By PHILIP GAILEY, Times Editor of Editorials
Published May 29, 2006
Ozone Man is back - and this time people are taking him seriously.
After winning the popular vote but losing the presidency in 2000, Al Gore largely disappeared from the political scene to ease his personal pain and to build a new life for himself outside politics. To his credit, Gore refused to be consigned gently to that scrap heap where defeated Democratic presidential candidates go in humiliation, rarely to be heard from again. The former vice president ruffled some party feathers with his out-of-the blue endorsement of Howard Dean for the 2004 Democratic presidential nomination. And while other leading Democrats were cowering, Gore became a roaring critic of the war in Iraq.
Now Gore has re-emerged as a prophet of environmental doom, and this time you don't hear a lot of snickers or wisecracks from Republicans when Gore talks about global warming. Remember the elder President Bush warning in 1992 that if Gore were ever in charge we would be "up to our necks in owls and outta work''? The way things are going on this planet, being up to our necks in owls sounds like the least of our worries.
Since Gore returned to private life, skepticism about the threat of global warming has been melting faster than the arctic ice caps, and Gore has now taken his message to a theater near you. His new documentary, An Inconvenient Truth, opened last week in theaters in New York and Los Angeles. Not surprisingly, the film got rave reviews at the Cannes Film Festival in France and is being touted as a strong contender for an Oscar for best documentary. Gore's horror show gives his view of what we can look forward to on Planet Earth if we don't embrace environmental sanity before it is too late - melting glaciers, drowning polar bears, the spread of disease, rising ocean levels and freaky weather patterns. It's enough to give children under 12 nightmares.
It's interesting to see Gore untethered from his campaign consultants and pollsters. On their advice, Gore abandoned his signature issue - global warming - in the 2000 campaign. It was a loser, his advisers warned him. In those days, Gore was so stiff and robotic he could have played a supporting role in March of the Penguins, last year's documentary sensation. His friends kept insisting that was not the Al Gore they knew.
Now political commentators and Democratic activists are cooing about the New Gore they see on the circuit these days. One pundit described him as "funny, warm and relaxed.'' He recently wowed a Saturday Night Live' audience. A film critic for Bloomberg News recently wrote that the Gore of yore ''displayed the charisma of a tax accountant,'' but since leaving the political rat race, "he's loosened up, cut down on his geek-speak and ditched those widely lampooned robotic gestures.''
Sounds like the greatest transformation of wood to flesh since Pinocchio.
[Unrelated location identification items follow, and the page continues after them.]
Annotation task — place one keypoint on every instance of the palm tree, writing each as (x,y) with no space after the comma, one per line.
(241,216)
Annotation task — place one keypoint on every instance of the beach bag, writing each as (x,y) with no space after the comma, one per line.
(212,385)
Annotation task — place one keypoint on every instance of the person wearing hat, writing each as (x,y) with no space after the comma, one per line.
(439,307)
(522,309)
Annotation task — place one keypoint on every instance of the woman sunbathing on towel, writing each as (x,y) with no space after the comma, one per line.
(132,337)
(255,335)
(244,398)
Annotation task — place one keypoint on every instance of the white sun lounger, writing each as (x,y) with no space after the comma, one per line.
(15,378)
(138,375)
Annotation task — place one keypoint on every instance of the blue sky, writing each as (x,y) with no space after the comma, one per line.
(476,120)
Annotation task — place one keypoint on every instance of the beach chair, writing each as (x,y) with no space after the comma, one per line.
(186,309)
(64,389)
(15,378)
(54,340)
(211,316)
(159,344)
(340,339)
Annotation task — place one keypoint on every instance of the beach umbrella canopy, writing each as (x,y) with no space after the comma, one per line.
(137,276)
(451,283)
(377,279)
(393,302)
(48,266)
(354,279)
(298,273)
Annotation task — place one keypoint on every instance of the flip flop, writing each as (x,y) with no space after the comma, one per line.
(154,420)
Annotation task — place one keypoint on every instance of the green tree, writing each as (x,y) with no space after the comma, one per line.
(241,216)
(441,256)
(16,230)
So does all the buzz Al Gore is creating in political circles mean he could be lured into the 2008 presidential race? He keeps saying he has no interest in running, but stops short of a Shermanesque statement. Why does the possibility of Gore's political resurrection have such a hold on so many people? Maybe they believe a Gore candidacy would give Florida voters a chance to repent for the hanging chads and butterfly ballots that tripped him up in 2000. But is it fair to blame it all on Florida when Gore would have been president had he carried his home state of Tennessee?
What's really going on here is that political reporters are looking for a good story and antiwar Democrats are looking for an alternative to Hillary Clinton, the presumed frontrunner for the 2008 nomination. Gore may come closer than other potential presidential hopefuls to being the "Not-Hillary'' candidate they yearn for. He has been moving to the left at a time when Hillary Clinton has been inching to the right. He opposed the war from the start; she supported it and still does. A Gore-Clinton primary contest could leave other Democratic hopefuls on the sidelines. It would be the mother of all nomination battles - former first lady vs. former vice president in the same administration.
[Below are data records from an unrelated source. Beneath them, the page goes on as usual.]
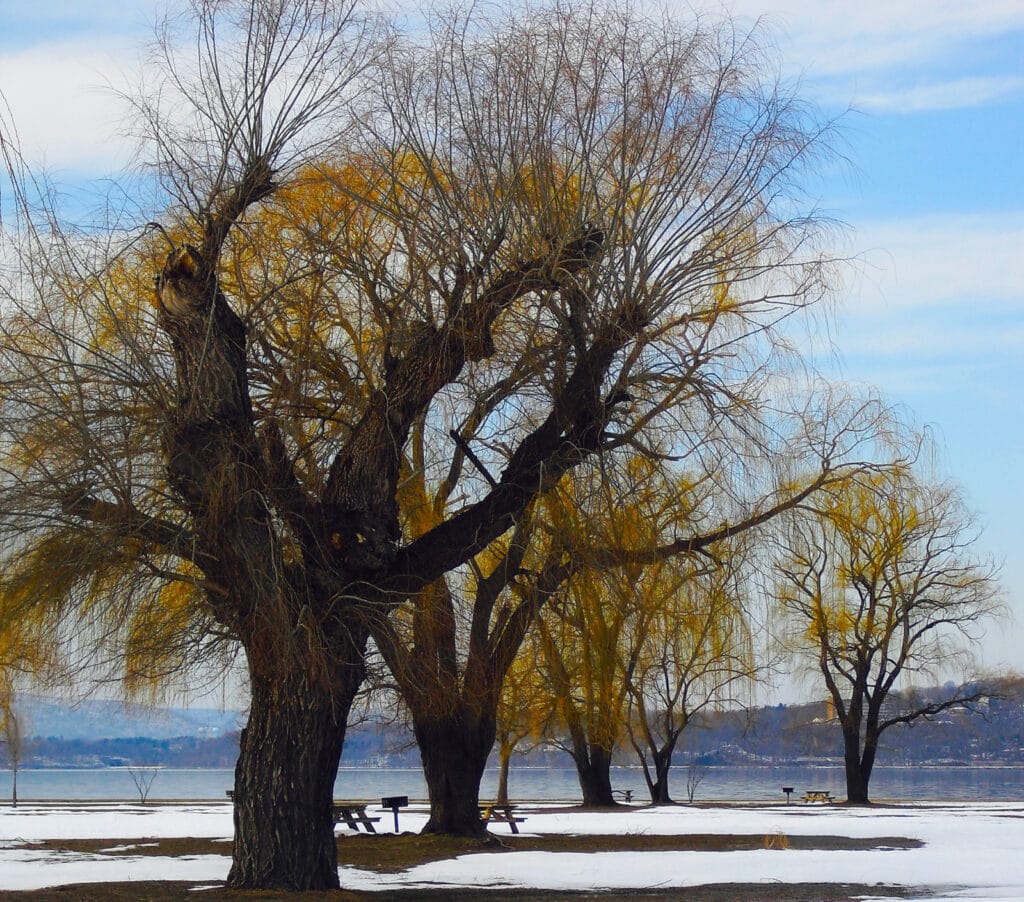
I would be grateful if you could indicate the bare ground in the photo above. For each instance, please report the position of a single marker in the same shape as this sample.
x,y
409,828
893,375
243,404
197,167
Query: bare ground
x,y
388,853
Still, you have to wonder why Democrats would want to reach into the past just as it appears their party has a future after all. If they really want to go with a loser, Gore certainly makes more sense than John Kerry, a flop in 2004, or Kerry's running mate, John Edwards, both of whom are contemplating another run. There is a certain amount of sympathy for Gore but very little for Kerry, who ran a miserable campaign against Bush.
My bet is that Gore will bask in the attention he is getting these days and then just say no to running as the "Not-Hillary.'' Maybe he understands that what voters will really be looking for next time will be the "Not-Bush.'' Gore has the country's attention now on global warming, and he should not allow the temptation of a political comeback to distract him from the cause he foolishly tossed aside in his last presidential bid.